Consider the rules for the $62.3 billion Vanguard Value ETF, the largest such fund in the world. It tracks the Center for Research in Security Prices U.S. Large Cap Value Index, which puts stocks into the value bucket based on five factors: book to price, forward earnings to price, historic earnings to price, dividend-to-price ratio and sales-to-price ratio. As you might expect, the ETF is heavy on classic U.S. companies like Warren Buffett’s Berkshire Hathaway Inc. and Johnson & Johnson, and missing the tech stocks that have driven the market for the past decade.

“We all lean on those over-simplifying ETFs to measure the style’s success,” he said. “But that’s not a good way to measure a bona fide value approach.

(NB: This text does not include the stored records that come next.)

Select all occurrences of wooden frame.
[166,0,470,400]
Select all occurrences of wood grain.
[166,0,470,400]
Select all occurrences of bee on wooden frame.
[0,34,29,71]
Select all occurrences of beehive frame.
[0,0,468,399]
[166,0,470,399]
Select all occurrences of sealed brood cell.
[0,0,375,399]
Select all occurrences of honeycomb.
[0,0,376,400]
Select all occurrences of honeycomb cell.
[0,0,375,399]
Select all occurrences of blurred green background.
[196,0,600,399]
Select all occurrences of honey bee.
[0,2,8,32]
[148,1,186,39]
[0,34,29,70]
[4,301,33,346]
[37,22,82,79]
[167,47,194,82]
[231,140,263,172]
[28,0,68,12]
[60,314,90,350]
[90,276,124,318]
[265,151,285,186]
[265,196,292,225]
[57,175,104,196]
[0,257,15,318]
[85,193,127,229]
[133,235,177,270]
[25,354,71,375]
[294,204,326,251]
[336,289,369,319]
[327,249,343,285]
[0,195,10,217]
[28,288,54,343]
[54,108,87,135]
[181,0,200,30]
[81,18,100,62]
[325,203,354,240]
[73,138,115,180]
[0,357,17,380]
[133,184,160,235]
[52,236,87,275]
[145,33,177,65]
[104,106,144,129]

Part of that is because value is so subjective, it’s not so simple that you can just boil it down to a couple of metrics.”

Unlike what you might expect from a typical value investor, Gill was outright dismissive of discounted cash flow modeling, calling it a “waste of time.” And Gill embraced the use of technical analysis, using stock price charts to find good entry and exit points for his positions, a technique often dismissed as a form of financial voodoo by followers of value-investing icons like Benjamin Graham.

Gill gives his own value investing criteria in his second introductory video. And like the CRSP Index, he too relies on five factors, albeit using them as guidelines rather than rigid rules.

  • A discount: “It’s often in relation to my crude fundamentals based value, but sometimes it’s just based on the chart.”
  • Leverage: “I don’t shy away from leveraged companies, I know some people do, but the way I see it is that that’s where some of the best opportunities are.”
  • Insider buying: “I weight this quite heavily I’ve learned, especially during market selloffs, and what I find is that any insider buying is better than no insider buying.”
  • Insider ownership: “Generally, higher insider ownership is better, I like to see at least 20%.”
  • Confidence: “It’s a simple introspective question, but I find it’s just really helpful for keeping myself honest.”

And in a great bit of irony, back then in July, before his E*Trade account swelled to $33 million,according to the Wall Street Journal, Gill made an admission: he was a short-seller.

“I occasionally short stocks, it’s becoming a bigger part of my process, I’m trying to incorporate it more and more, but I still focus mostly on the long side,” said Gill on July 13. “You’ll see me short, sometimes just because I’m bored. The timing of it is so difficult as everyone knows.”